Scanning Electron Micrograph of Coronavirus infected tissue
Coronavirus Scanning Electron Micrograph From Patient

Once in the cell, coronavirus seeks to reproduce. In order to reproduce, Coronavirus seeks out ribosomes to make copies. The viral molecule carries the blueprint on how to convert RNA into more RNA via creating a polymerase. This polymerase reproduces the genetic RNA genome and ultimately forces the ribosomes to produce more Coronavirus molecules. Because there are millions of ribosomes in every human cell, it does not take long for this process to occur. One of the key modes of trying to treat people with extreme cases is medicine that targets this polymerase. The drug fakes out the polymerase into replicating genomic material that will not lead to greater virus production.

Coroanvirus armor and encasement illustrated.
Coronavirus armor and encasement illustration from Scientificanimations.com

Finally, Coronavirus is exceptional at surviving outside of the cellular environment. It has been noted that in the right conditions (humid), coronavirus can survive on a given surface anywhere from a few hours to 9 days.
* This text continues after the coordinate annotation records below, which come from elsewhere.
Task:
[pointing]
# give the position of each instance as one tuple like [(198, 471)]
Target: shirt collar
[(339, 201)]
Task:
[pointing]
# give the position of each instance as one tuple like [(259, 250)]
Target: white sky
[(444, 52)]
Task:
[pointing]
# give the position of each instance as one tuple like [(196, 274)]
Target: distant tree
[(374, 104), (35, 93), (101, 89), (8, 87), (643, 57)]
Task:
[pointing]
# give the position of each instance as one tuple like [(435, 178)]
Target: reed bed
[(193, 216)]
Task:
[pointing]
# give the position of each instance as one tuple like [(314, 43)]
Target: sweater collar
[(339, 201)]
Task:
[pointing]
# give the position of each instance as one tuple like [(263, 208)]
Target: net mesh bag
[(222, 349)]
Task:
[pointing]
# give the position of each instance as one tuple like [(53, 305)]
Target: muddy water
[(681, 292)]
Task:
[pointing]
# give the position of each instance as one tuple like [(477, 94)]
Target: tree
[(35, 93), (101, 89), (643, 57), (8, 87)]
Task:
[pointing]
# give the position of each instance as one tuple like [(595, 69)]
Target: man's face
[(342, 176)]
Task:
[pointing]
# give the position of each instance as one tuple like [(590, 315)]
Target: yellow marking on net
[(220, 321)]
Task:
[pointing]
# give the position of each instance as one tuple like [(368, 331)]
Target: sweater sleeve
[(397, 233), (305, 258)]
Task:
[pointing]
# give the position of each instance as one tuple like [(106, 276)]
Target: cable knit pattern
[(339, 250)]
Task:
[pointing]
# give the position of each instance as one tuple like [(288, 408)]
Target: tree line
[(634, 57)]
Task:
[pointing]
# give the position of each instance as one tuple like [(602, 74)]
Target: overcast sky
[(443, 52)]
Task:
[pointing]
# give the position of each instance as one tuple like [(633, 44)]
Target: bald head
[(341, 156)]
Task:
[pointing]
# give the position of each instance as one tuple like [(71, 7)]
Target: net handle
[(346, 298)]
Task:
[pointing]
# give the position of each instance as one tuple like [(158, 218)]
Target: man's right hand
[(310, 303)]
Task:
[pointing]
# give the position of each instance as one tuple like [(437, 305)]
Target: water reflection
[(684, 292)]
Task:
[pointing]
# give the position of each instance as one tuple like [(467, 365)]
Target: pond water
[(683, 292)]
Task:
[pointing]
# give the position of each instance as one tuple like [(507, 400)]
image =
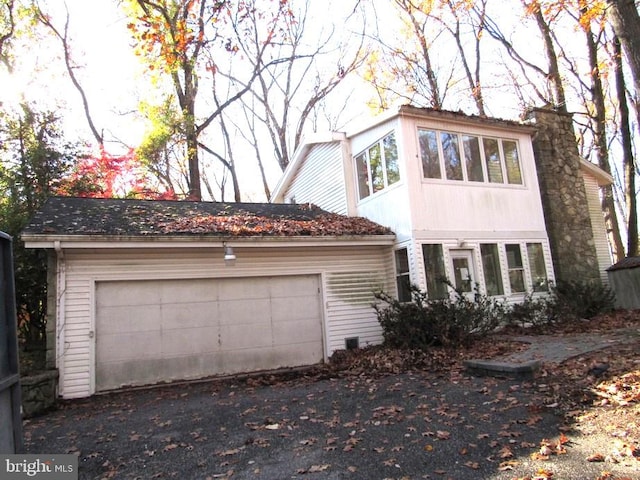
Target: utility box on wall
[(624, 278), (10, 417)]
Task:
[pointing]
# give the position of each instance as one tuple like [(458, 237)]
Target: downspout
[(61, 289)]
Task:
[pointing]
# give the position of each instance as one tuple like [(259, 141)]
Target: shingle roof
[(124, 217)]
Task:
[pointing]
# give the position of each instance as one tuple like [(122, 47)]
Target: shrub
[(584, 299), (422, 323)]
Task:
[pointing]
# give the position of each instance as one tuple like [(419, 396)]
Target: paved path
[(550, 349)]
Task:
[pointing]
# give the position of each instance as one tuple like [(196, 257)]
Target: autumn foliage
[(110, 176)]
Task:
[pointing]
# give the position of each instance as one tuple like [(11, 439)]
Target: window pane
[(462, 278), (492, 158), (375, 164), (434, 269), (510, 149), (391, 159), (537, 267), (516, 271), (451, 152), (363, 176), (491, 268), (472, 158), (402, 275), (429, 153)]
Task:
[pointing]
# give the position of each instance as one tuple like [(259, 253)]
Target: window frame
[(363, 158), (519, 269), (403, 277), (441, 168)]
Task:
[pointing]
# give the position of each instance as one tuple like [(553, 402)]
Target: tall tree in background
[(33, 159), (184, 38), (7, 27), (281, 102)]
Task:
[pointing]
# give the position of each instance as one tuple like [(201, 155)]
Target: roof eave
[(50, 241), (298, 158)]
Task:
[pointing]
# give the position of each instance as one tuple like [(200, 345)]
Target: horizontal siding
[(350, 299), (598, 226), (349, 275), (320, 180)]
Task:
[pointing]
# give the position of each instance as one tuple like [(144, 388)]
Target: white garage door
[(161, 330)]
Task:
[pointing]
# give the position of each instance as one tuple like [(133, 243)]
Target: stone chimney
[(564, 198)]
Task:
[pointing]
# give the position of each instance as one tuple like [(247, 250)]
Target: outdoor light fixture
[(229, 256)]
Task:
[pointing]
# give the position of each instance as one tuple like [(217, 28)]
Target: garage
[(145, 292), (148, 331)]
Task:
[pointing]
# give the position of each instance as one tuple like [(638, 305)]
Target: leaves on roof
[(326, 224)]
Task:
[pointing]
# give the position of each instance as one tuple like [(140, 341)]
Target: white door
[(161, 330), (464, 278)]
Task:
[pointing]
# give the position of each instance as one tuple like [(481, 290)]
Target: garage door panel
[(245, 336), (294, 331), (184, 291), (128, 346), (121, 294), (307, 308), (119, 319), (188, 315), (243, 289), (185, 329), (305, 286), (183, 341)]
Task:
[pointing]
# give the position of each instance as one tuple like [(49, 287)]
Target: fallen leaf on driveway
[(314, 469), (596, 457)]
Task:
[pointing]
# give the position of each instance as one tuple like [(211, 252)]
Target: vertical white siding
[(349, 276), (320, 179), (598, 226)]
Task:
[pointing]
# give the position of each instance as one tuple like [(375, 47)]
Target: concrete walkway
[(549, 349)]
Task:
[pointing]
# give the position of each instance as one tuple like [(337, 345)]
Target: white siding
[(320, 179), (346, 291), (598, 226)]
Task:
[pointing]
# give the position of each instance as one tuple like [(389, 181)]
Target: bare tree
[(7, 28), (629, 164), (63, 37)]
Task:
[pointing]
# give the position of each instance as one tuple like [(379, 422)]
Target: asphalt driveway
[(405, 426)]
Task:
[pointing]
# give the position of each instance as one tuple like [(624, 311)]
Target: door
[(464, 278), (150, 331), (10, 418)]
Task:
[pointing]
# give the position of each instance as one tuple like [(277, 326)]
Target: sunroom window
[(491, 268), (403, 281), (435, 271), (377, 166), (516, 268), (461, 157), (537, 267)]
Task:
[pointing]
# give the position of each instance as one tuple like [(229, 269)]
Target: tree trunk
[(628, 159), (553, 76), (599, 131)]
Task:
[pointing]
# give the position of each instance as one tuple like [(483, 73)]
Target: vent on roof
[(352, 343)]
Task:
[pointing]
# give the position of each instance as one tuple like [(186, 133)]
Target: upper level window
[(461, 157), (403, 281), (377, 167)]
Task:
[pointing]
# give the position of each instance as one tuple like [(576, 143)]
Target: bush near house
[(458, 321), (423, 323)]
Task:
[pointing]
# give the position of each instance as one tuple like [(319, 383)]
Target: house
[(142, 292), (463, 196)]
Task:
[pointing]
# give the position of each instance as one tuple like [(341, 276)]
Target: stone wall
[(564, 198), (39, 392)]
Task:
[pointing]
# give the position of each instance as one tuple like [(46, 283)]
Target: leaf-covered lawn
[(372, 414)]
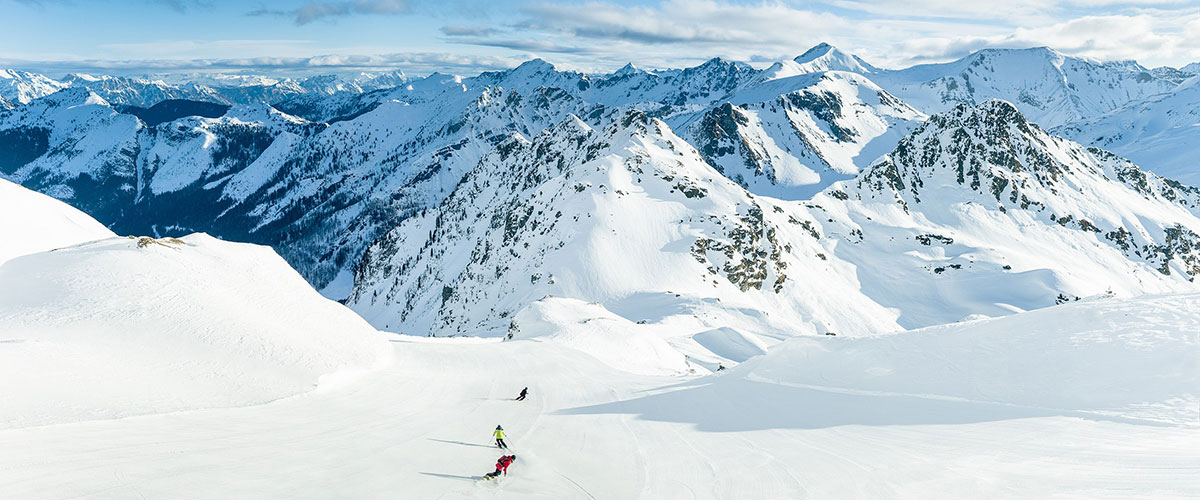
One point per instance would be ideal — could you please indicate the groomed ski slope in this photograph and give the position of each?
(419, 427)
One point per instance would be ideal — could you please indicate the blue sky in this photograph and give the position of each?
(467, 36)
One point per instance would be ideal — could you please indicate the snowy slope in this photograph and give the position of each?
(130, 326)
(31, 222)
(979, 211)
(1049, 88)
(628, 216)
(816, 419)
(1126, 359)
(820, 58)
(1159, 133)
(21, 88)
(792, 137)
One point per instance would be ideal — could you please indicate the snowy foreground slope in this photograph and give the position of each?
(1012, 408)
(34, 222)
(127, 326)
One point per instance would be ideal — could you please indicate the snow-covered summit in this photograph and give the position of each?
(1049, 88)
(22, 86)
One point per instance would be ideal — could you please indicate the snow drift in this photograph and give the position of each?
(129, 326)
(34, 222)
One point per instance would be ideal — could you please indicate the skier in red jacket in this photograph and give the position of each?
(502, 465)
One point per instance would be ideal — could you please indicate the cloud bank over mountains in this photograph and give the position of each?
(468, 36)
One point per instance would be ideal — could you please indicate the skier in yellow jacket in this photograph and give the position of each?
(499, 438)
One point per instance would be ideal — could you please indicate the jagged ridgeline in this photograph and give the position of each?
(1011, 163)
(610, 215)
(978, 211)
(771, 209)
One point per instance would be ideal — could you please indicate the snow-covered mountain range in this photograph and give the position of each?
(820, 194)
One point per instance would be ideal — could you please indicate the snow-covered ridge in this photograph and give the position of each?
(130, 326)
(1101, 359)
(34, 222)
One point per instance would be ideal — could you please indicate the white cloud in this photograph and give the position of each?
(329, 10)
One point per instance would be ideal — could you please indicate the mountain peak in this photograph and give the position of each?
(820, 58)
(537, 65)
(629, 68)
(815, 52)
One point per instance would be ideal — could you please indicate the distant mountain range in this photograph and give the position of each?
(820, 194)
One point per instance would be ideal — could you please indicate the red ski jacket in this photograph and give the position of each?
(503, 464)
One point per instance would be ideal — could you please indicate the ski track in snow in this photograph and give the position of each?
(420, 428)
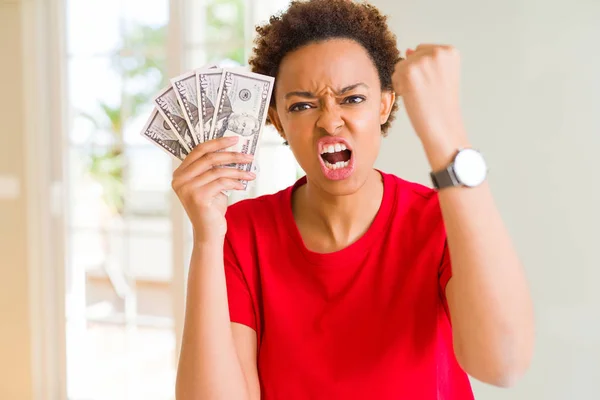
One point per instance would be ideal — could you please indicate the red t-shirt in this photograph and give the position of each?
(367, 322)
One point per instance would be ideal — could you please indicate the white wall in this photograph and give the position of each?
(531, 100)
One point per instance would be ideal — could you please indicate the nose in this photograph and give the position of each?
(330, 118)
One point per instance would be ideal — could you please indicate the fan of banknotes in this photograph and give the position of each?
(209, 103)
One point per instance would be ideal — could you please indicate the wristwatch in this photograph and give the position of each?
(467, 169)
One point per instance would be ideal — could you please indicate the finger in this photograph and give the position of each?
(208, 147)
(216, 187)
(216, 174)
(214, 159)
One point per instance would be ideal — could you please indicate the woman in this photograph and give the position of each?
(352, 283)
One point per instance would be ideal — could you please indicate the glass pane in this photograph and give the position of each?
(120, 333)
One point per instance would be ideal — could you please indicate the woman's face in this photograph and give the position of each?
(330, 108)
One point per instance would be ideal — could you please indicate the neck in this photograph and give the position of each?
(328, 222)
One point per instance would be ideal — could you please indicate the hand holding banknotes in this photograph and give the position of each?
(200, 180)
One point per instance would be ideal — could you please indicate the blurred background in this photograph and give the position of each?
(94, 246)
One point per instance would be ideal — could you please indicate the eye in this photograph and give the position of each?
(299, 107)
(354, 100)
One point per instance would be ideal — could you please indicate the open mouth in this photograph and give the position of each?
(336, 156)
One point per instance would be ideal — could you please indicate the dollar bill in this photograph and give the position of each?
(208, 81)
(160, 133)
(168, 107)
(243, 102)
(186, 92)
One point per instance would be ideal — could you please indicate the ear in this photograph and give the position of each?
(274, 118)
(388, 98)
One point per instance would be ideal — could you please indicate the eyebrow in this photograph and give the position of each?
(312, 95)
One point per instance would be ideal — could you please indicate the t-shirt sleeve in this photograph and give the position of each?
(445, 273)
(241, 308)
On paper, the virus may only survive for a few hours while on glass, the virus can exist for 5 days. Why Coronavirus is able to survive on these surfaces relates back to its spike proteins. These proteins act as armor in protecting the genomic material inside the virus. If this armor is broken, the genome of the virus is spilled out as well the virus no longer having a physical form.

Understanding is the first step in disarming. By having a better understanding of how coronavirus binds and enters into cells, replicates, and survives in outside environments, better strategies to prevent the spread of this dangerous virus can be better developed.